#205

Muitos estudantes iniciantes da Bíblia Hebraica (BH) têm a pretensão de achar um único e inequívoco sentido para o texto (ou os textos) que estudam. A “certeza” de que existe apenas uma maneira correta de ler o texto é, infelizmente, derivada da arrogância e da ignorância de tais estudantes, pois quanto mais experientes no estudo da BH se tornam, mais certos estarão de que a ambiguidade não só é um “problema” recorrente no texto, como muitas vezes até mesmo um recurso comum utilizado pelo narrador ou poeta. 

 

Um primeiro exemplo de ambiguidade tanto na narrativa quanto na poesia é o uso da expressão “irmã”. Michael Fox já argumentava em 1985 que a expressão era comum e conhecida na poesia de amor egípcia.

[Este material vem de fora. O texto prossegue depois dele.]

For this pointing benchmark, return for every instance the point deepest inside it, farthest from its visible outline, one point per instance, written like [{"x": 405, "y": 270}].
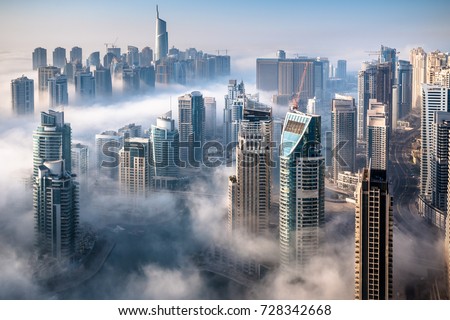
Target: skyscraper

Sendo assim, é possível que os egípcios realmente tenham sido enganados com seu uso por Abraão em Gênesis 12 e que o próprio Abraão a tenha usado com esse propósito. Assim, “irmã” implicaria não somente um laço sanguíneo para os egípcios, mas também uma palavra de conotação sexual-afetiva por seu uso na literatura poética. 

 

Essa ambiguidade no uso de “irmã” também se faz presente em Cântico dos Cânticos (CdC). Em diversos momentos o homem/amante[1] chama a mulher/amante de irmã, claramente com sentido sexual-afetivo, como em CdC 4:9-10: “Arrebataste-me o coração, minha irmã, noiva minha (…). Que belo é o teu amor, ó minha irmã, noiva minha (…)” (ARA). O amor do homem em CdC é dirigido à sua irmã, não no sentido literal incestuoso. A expressão “irmã” carregaria um sentido de profundo conhecimento e companheirismo, ainda que no sentido erótico. Já em CdC 8:8, por exemplo, ela é chamada de “irmã” por seus irmãos, em teoria, em uma relação realmente sanguínea.

 

Um segundo exemplo de ambiguidade, agora mais específico a CdC, é a incerteza quanto à realidade. Algumas passagens se parecem com sonhos ou fantasias, mas não há indicação direta de que se trata do relato de um sonho, como em outras partes da BH (Daniel 2, 4, 7, etc, por exemplo). Em CdC 3:1-5 e em 5:2-6:3 parece que a mulher está dormindo e sonha, mas não é possível afirmar isso com certeza. Há nesses textos e em outros do livro, um clima de fantasia, com mudanças bruscas de um ambiente para outro, de uma realidade para outra, dando a nítida impressão de se tratar de um sonho. As próprias palavras também estão carregadas de ambiguidade, com duplos sentidos diversos e abundantes (ver textos #116 e #117 para alguns exemplos).

 

Yair Zakovitch afirmou: “Os poemas de Cântico dos Cânticos são charadas e uma charada pode ter mais de uma resposta.” A ambiguidade de Cântico dos Cânticos eleva o livro a um patamar de elegância e beleza ímpares e faz com que o leitor/intérprete mantenha a mente aberta para diversas possibilidades. Leitores que se contentarem com apenas uma leitura do texto perderão a beleza da mensagem e falharão em perceber o humor e a profundidade do conteúdo. 

 

Se a Bíblia toda fosse lida e apreciada da mesma forma como CdC deveria ser, a ambiguidade de certas passagens deixaria de ser um problema a ser resolvido e se tornaria uma característica a ser incorporada na existência religiosa. Toda a ambiguidade e a multiplicidade interpretativa aponta para uma realidade que, infelizmente, se tornou fantasia: o amor é maior que uma interpretação.